"I would do it all again"
30 June 2014
“Respect each other, look after each other and make sure everyone has the best possible opportunity to develop and enjoy a rewarding career.”
That is the final message to Australian Defence Force (ADF) members from General David Hurley, who handed over the reins as Chief of Defence to Air Chief Marshal Mark Binskin at Russell Offices in Canberra on June 30.
A man clearly born to lead, General Hurley has valued the leadership opportunities afforded him during his 42 years’ military service.
“Responsibility motivates you,” he said. “Understanding that responsibility and trying to do your best – that’s at all levels of command.”
General Hurley faced up to the challenges of command brought about by widespread cultural reform throughout the ADF during his tenure at the top.
He said all members should be proud of the ADF, but there were still areas for improvement.
“We’ve made some significant strides over the past two years, but we still need to address issues associated with gender equality in the organisation,” he said.
He advised personnel to “have faith in themselves and their abilities, but remember the message we’ve been talking about in recent times”.
“The changes we are making are about strengthening our combat capability. Each of the big ideas we are trying to push, such as opening all ADF roles to women, are about strengthening the organisation, not taking away from it,” he said.
Gen Hurley’s four decades of service leave him with memories that are a source of both pride and pathos.
They include leading a battalion on operations, commanding a brigade in Darwin and taking the families of soldiers killed in Afghanistan to Tarin Kot in November last year.
“Some of the most difficult personal moments have been when we’ve lost soldiers in Afghanistan,” he said.
“It is very emotional engaging with the families and parents of fallen soldiers – they were always extremely difficult moments.”
Meeting people who suffered abuse while serving in the ADF also proved confronting, but there is quiet pride that he could apologise to them on behalf of the organisation.
“It makes it very personal when you have to look at a person across the table and listen to what happened to them and how it might have been better managed,” he said.
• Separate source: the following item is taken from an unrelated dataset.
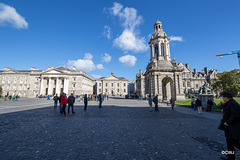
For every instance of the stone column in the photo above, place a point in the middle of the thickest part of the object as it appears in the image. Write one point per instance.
(57, 87)
(49, 86)
(41, 87)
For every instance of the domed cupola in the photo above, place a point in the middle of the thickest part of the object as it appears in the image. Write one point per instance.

“You become very determined that you don’t want to see anyone experience that, and you do everything you can to prevent it happening again.”
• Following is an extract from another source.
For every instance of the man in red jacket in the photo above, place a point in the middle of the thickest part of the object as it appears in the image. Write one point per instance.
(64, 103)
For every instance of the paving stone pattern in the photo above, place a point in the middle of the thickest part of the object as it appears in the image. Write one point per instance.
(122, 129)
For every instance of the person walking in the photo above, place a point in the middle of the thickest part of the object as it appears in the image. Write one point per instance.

General Hurley witnessed dramatic changes during his service “in terms of overall capability, quality of our people and quality of training”.
“The fact we have been on operations nearly continuously for the last 20 years or so has really sharpened our skills and made us a high-quality organisation,” he said.
He is positive about the future shape of the ADF.
“A lot of new capabilities are coming on-line over the next decade, which will significantly change the capability of the ADF,” he said.
“We’ve got the right people, the right kit and, with our White Paper and Force Structure Review, we have an opportunity to continue that improvement.”
In tandem with new capabilities, General Hurley said increasing the ADF’s recruiting base would be critical.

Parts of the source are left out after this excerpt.